25 Jahre c't Löte und schreibe

Seit 25 Jahren ist die c't die Zeitschrift für Nerds und IT-Profis. Auch weil die Macher nicht jedem Trend folgen, ist das Heft für den Heise-Verlag ein Goldesel.

Von Simon Feldmer

Sie hätten extra ein bisschen aufgeräumt in ihren Büros, berichten die Redakteure des Computermagazins c't. Schließlich wurden in den Tagen zuvor mehr als 200 Gäste durch die langen Gänge ihres Verlags geschleust. Nein, keine Anzeigenleiter von IT-Unternehmen, die man bei solchen Führungen ordentlich bauchpinseln könnte, sondern treue Leser, Abonnenten der ersten Stunde von vor 25 Jahren.

Eine schöne Geburtstagsfeier gab es in einem Varieté in Hannover, auch Verlagsgeschäftsführer Steven P. Steinkraus, 61, war bis vier Uhr morgens dabei. Drei Tage später bekommt der gebürtige Amerikaner noch immer glückliche Augen, wenn er sich an die Laudatio des Autors und Technik-Philosophen Peter Glaser erinnert. Der hatte am Festabend der Computerbibel sogar den Bogen von der Aufklärungsarbeit des c't-Teams bis zur Verhinderung der Verbreitung von Massenvernichtungswaffen hinbekommen.

Männerarbeit im Keller

Vor allem aber steht die vierzehntäglich erscheinende Zeitschrift aus dem Heise Verlag in Hannover zum Jubiläum bestens da. Die Abozahlen steigen, im vergangenen Jahr sogar deutlich von 238 000 auf 250 000.

Dazu kommen regelmäßig an die 100.000 Leser, die am Kiosk aktuell 3,30 Euro für das meist über 250 Seiten dicke Heft hinlegen. Auch die Anzeigenumsätze entwickelten sich stabil, sagt Steinkraus und blickt unverdrossen in die Zukunft, als drohe keine Krise am Himmel der deutschen Printverleger: c't werde auch in 20 Jahren noch als Printprodukt in dieser Stärke existieren, prophezeit er.

Er sagt das so, als würde man gegen ein Zeitschriftengesetz verstoßen, wollte man das anzweifeln.

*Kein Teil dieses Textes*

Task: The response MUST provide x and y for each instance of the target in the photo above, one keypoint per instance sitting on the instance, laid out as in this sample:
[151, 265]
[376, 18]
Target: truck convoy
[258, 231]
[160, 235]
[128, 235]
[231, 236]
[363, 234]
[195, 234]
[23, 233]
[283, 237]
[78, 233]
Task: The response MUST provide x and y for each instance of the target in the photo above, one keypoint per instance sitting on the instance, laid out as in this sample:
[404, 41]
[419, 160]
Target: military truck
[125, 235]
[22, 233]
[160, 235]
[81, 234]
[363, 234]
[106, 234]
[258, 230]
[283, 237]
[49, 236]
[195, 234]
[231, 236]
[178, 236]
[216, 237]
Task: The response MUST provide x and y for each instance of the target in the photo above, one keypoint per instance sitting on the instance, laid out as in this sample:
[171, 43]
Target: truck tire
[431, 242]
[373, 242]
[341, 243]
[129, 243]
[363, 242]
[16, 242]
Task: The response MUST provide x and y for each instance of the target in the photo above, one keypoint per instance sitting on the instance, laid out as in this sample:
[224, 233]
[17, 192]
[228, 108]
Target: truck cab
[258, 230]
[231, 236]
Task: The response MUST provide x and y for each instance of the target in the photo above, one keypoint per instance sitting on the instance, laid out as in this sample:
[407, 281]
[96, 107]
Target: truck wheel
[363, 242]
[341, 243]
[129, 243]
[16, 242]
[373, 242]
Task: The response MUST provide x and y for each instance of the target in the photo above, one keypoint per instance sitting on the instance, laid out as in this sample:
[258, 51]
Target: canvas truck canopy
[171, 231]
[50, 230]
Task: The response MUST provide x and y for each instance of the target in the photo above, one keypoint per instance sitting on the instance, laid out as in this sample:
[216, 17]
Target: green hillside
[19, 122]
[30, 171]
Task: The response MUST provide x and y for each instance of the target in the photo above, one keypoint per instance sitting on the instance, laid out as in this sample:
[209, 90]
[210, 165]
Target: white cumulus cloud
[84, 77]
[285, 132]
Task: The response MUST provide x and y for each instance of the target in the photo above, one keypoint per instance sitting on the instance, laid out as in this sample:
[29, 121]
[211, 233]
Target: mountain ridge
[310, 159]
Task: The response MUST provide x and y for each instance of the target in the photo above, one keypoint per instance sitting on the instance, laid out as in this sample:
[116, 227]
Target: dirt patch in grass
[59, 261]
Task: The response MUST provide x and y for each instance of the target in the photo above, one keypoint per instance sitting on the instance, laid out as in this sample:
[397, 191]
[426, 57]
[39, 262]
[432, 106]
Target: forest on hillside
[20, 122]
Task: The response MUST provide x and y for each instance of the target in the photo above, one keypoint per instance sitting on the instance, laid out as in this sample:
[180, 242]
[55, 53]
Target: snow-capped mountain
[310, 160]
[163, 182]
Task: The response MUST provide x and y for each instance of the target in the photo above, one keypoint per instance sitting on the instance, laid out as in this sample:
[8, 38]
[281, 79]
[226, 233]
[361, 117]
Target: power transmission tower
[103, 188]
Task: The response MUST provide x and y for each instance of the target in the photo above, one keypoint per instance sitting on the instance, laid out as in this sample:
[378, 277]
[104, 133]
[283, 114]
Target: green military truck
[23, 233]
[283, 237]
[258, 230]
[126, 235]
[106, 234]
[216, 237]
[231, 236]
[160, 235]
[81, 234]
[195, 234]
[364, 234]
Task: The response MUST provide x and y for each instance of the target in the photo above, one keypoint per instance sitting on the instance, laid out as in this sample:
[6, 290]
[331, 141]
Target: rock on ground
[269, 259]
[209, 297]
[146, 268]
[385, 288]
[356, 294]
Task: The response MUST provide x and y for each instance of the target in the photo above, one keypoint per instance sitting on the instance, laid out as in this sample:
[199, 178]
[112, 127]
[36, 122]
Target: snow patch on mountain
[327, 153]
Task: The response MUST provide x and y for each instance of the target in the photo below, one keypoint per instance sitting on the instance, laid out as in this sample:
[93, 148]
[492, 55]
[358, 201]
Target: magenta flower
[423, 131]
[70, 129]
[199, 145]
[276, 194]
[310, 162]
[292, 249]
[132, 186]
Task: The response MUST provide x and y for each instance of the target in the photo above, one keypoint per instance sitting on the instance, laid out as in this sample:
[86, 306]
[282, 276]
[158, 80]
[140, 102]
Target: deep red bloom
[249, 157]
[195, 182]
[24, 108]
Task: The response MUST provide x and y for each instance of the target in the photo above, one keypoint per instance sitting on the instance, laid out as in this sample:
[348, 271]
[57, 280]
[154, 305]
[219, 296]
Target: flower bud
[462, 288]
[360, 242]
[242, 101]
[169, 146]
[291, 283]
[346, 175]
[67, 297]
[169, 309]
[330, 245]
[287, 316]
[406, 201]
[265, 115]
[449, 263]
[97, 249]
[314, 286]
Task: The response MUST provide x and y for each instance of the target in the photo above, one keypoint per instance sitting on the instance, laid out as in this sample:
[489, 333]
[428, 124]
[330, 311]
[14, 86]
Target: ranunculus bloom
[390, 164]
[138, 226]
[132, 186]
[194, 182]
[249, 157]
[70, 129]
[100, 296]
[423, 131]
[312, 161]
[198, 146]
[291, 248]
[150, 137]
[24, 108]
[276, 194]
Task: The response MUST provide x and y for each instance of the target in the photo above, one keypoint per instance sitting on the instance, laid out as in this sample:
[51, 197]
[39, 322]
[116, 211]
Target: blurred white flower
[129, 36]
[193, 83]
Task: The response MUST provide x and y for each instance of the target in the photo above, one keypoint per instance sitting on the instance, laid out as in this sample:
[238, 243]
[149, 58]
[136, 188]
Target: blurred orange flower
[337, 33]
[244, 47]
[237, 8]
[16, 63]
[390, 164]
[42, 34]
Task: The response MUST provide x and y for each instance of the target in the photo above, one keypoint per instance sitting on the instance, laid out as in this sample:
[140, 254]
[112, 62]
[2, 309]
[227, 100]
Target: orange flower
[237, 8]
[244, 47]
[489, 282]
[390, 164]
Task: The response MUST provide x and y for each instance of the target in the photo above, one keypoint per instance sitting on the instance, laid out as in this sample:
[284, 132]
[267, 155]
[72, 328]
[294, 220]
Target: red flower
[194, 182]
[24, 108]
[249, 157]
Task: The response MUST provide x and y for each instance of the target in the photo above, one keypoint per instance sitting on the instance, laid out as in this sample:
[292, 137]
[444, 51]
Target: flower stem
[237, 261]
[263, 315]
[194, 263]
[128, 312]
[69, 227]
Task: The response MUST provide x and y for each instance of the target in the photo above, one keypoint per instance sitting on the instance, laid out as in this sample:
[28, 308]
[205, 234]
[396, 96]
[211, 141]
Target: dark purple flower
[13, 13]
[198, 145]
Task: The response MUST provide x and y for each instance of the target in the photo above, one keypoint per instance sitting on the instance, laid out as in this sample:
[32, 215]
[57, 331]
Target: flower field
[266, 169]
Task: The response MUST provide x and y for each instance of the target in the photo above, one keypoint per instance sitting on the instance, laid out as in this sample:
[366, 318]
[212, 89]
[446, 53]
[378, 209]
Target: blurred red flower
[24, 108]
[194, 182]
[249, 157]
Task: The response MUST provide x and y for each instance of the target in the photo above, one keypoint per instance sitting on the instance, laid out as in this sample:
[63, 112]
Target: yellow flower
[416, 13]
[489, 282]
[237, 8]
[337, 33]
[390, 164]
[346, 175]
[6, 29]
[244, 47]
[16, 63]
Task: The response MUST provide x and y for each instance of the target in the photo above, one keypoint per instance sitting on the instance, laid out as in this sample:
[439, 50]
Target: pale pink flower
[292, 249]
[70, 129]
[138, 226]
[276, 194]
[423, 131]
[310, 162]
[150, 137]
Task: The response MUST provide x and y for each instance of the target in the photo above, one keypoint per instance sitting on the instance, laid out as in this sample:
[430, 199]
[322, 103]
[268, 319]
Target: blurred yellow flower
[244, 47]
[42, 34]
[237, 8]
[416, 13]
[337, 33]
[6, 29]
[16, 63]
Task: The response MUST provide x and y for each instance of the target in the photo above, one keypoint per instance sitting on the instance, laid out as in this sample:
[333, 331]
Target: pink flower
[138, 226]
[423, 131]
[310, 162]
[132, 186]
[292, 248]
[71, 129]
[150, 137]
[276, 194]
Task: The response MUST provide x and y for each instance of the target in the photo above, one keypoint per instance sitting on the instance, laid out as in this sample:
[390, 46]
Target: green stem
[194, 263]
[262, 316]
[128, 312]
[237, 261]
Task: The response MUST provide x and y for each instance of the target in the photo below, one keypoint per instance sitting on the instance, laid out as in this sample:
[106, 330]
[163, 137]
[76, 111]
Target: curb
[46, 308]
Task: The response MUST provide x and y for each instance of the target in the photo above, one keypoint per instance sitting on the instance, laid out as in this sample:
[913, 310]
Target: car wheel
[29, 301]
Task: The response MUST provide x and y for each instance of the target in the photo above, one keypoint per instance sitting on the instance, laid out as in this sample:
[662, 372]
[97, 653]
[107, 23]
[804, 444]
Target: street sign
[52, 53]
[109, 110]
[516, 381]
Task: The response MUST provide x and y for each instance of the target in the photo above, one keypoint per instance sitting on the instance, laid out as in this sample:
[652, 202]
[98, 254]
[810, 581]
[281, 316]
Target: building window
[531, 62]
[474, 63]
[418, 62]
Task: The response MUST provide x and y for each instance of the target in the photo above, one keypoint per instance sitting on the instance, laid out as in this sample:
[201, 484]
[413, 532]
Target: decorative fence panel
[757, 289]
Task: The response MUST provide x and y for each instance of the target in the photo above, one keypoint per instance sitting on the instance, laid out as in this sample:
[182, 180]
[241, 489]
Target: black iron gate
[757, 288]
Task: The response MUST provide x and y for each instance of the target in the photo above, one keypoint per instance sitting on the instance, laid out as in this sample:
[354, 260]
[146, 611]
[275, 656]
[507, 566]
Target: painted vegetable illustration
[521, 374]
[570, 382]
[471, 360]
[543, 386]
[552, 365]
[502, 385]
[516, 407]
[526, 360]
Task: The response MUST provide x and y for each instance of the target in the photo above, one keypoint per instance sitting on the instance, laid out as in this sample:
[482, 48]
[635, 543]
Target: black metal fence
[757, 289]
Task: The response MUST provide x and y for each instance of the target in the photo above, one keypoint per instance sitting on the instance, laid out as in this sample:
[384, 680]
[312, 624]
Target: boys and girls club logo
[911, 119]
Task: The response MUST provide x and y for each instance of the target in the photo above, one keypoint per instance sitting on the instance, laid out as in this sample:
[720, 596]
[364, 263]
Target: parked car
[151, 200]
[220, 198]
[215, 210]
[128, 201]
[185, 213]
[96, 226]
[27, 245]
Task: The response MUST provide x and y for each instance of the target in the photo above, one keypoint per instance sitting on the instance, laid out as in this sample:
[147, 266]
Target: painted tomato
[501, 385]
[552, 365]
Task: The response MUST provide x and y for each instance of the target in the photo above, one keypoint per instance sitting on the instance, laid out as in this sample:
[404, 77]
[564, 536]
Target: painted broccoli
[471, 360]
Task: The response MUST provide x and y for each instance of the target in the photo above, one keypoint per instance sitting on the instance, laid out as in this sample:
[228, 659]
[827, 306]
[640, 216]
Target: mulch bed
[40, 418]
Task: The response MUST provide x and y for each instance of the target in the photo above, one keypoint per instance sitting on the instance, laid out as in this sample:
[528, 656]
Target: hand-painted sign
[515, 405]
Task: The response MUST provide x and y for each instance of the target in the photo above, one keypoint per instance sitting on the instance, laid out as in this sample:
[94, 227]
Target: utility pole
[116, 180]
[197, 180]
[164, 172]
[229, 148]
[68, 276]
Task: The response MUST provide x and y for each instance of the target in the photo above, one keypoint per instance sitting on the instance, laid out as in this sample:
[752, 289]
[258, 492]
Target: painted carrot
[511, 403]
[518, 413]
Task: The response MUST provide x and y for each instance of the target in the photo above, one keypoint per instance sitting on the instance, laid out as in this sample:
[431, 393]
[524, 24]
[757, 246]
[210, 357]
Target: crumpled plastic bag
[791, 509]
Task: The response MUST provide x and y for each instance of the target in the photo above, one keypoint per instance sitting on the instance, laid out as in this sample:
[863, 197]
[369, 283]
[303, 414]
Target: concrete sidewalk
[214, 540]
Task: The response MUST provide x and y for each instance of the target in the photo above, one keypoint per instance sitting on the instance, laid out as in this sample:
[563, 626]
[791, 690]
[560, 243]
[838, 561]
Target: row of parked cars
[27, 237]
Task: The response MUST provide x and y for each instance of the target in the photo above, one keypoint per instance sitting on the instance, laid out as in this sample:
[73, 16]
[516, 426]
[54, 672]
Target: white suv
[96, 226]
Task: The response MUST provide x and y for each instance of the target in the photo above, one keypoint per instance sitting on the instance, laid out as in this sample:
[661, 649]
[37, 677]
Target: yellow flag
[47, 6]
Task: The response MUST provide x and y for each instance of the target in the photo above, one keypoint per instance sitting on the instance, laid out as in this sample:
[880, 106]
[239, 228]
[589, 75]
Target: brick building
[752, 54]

Denn inhaltlich ist das Magazin samt seiner angesehenen Online-Seite heise.de zwar ein Special Interest-Produkt für IT-Profis und Technikfans geblieben, seine Geltung aber strahlt weit über die Nische hinaus.

90 Mitarbeiter löten und schreiben für c't. Die erste Ausgabe im November 1983 hatten noch vier Redakteure gefüllt. Mit dem Apple 2 war gerade der erste ernstzunehmende Personal Computer auf den Markt gekommen, der erste IBM-PC und der Commodore 64 folgten.

Goldesel des Verlages

Seine Millionen hatte Verlagsinhaber Christian Heise bis dahin mit Telefonbüchern und Nachschlagewerken verdient. Ein kleines Elektrojournal Elrad war nicht mehr als ein journalistisches Nischenprodukt im Haus. Doch dessen Anzeigenleiter, offenbar ein ausgesprochen fähiger Mann, registrierte rechtzeitig die steigende Nachfrage aus der Industrie nach Werbefläche im ersten PC-Boom der frühen achtziger Jahre und seinen Chefs die Idee für ein dazu passendes Magazin vorgetragen.

Wie sich dieser Vorschlag finanziell für den Elrad-Anzeigenleiter auswirkte, ist nicht überliefert. Doch die c't (der Name ergab sich aus der anfänglichen Kooperation mit einer englischsprachigen Zeitschrift namens Computing Today) hat sich in vielen Jahren unbestechlicher journalistischer Arbeit zum Goldesel des Heise Verlages entwickelt.

Im Anzeigenmarkt misst sich der Titel mit Computermagazinen großer Häuser, mit der monatlich erscheinenden Chip aus dem Burda-Verlag (durchschnittlich 408825 verkaufte Exemplare im 3. Quartal 2008) oder mit Springers vierzehntäglicher Computer Bild (706112 Exemplare). Inhaltlich spielt c't jedoch in einer anderen Liga.

Und das liegt auch an diesem angeblich aufgeräumten Keller. Dabei gehört schon ein gehobenes Maß an leidenschaftlichem Interesse für Platinen, Prozessoren, Adapter oder Netzteile, fürs Kabellöten oder Tastaturzerlegen dazu, um in den Testräumen des Verlages bei Laune zu bleiben.